For studying salt pollution and its effects in Riga’s street greenery,
seven street sites with salt contamination levels in foliage
representative of the full range of Na and Cl concentrations measured at
downtown roadside sites were selected (Cekstere & Osvalde, 2013). Two
sites showed slight (about 900 mg kg-1), two others
medium (about 4500 mg kg-1) and the last three severe
(about 9000 mg kg-1) salt contamination (Fig. 1).
Additionally, an eighth site in a National Botanical Garden (NBG) 20 km
southeast of Riga was added to the sampling list (uncontaminated site).
The selected street sites were planted with 5 to 20 Tilia x
vulgaris trees, 9.4 + 0.2 m high (range: 8.1 – 11.2 m) and
around 100-year-old (approximate age range: 90-110; NBG site: 18.7+ 0.4 m high trees, range: 18.0 – 19.1 m, older than 110 years).
At each site, three trees with similar crown condition were randomly
selected. By the end of vegetation season, soil and foliage material
were collected with a view to characterize the 1) nutrient and salt
contamination spectrum, 2) foliar allocation of salt contaminants and 3)

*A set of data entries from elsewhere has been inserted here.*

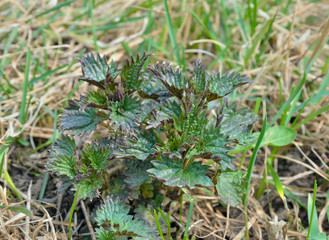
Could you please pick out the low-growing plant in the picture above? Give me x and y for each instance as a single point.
(160, 130)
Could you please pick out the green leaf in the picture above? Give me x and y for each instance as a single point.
(102, 234)
(87, 188)
(173, 174)
(169, 109)
(277, 182)
(278, 136)
(153, 88)
(222, 85)
(235, 123)
(124, 113)
(140, 149)
(230, 185)
(96, 156)
(173, 79)
(24, 210)
(62, 160)
(214, 144)
(94, 70)
(136, 172)
(78, 121)
(96, 97)
(132, 70)
(113, 217)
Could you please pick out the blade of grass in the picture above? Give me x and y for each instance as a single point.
(53, 139)
(11, 185)
(72, 211)
(250, 169)
(4, 148)
(24, 210)
(25, 86)
(287, 103)
(277, 181)
(172, 35)
(46, 74)
(63, 4)
(167, 220)
(91, 9)
(189, 217)
(158, 225)
(312, 215)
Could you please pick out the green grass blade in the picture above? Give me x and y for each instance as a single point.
(172, 35)
(25, 86)
(189, 217)
(158, 224)
(11, 185)
(46, 74)
(277, 181)
(312, 215)
(72, 211)
(287, 103)
(250, 169)
(63, 4)
(91, 9)
(24, 210)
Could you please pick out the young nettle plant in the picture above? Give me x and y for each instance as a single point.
(160, 124)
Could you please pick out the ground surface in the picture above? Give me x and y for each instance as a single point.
(272, 42)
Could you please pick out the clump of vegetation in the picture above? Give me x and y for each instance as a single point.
(161, 129)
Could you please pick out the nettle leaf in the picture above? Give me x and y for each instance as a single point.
(132, 70)
(102, 234)
(96, 97)
(113, 217)
(222, 85)
(173, 174)
(169, 109)
(136, 172)
(153, 88)
(192, 122)
(87, 187)
(95, 156)
(94, 70)
(235, 123)
(62, 159)
(124, 113)
(216, 145)
(173, 79)
(141, 148)
(230, 185)
(78, 121)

structural responses in foliage.
For the analysis of soil chemistry, three 0.3 L soil cores were
extracted on September 12 2014 from the topsoil (0-35cm) at 0.5-1.5 m
distance from the stem of each selected roadside and NBG tree and
thoroughly mixed prior to transfer to the laboratory. For the chemical
and structural assessments in foliage, one unshaded branch per street or
NBG tree, about 50 cm long, with around 60-70 leaves and located at 3-5
m high in the lower part of crown canopy, was pole-pruned on September
16, 2014. The average percentage area of necrosis per leaf was estimated
visually in the field and the scores attributed to one out of 6 leaf
injury classes (asymptomatic: 0%, starting injury: 1-5%, moderate
injury: 6-15%, intermediate injury: 16-30%, severe injury; 31-50%,
very severe injury: 51-100%). About 50 leaves were gathered for
chemical analysis whereas disks 10 mm in diameter were excised from
green tissues next to the leaf rim and apart main central vein in the
2nd or 3rd leaf from branch apex,
with a view to microscopy assessments and given the location of salt
injury (Fig. 2). These samples were immediately fixed using 2.5% EM- or
LM-grade glutaraldehyde, buffered at pH 7.0 with 0.067 M Soerensen
phosphate buffer. Back to the laboratory, they were fully evacuated
prior to storage in renewed fixing solution at 4 °C, waiting for further
processing.
With a view to the microlocalisation of salt contaminants within leaf
tissues and cells, the remaining branch material was stored in a cooler
and transferred on the same day to the Centre for Microscopy and Image
Analysis (ZMB) of the University of Zurich, Switzerland. On the
following two days, 2 mm disk samples excised at the aforementioned leaf
center and rim location (Fig. 2) were fixed by means of high-pressure
freezing (HPF) in liquid nitrogen (LN2) using a LEICA EM HPM 100 (Leica
Microsystems), after 10 min evacuation in 1-Hexadecene 92% and
insertion in 3 mm Al sample carrier (0.2 mm recess). The fixed leaf
samples were stored in LN2 until further processing.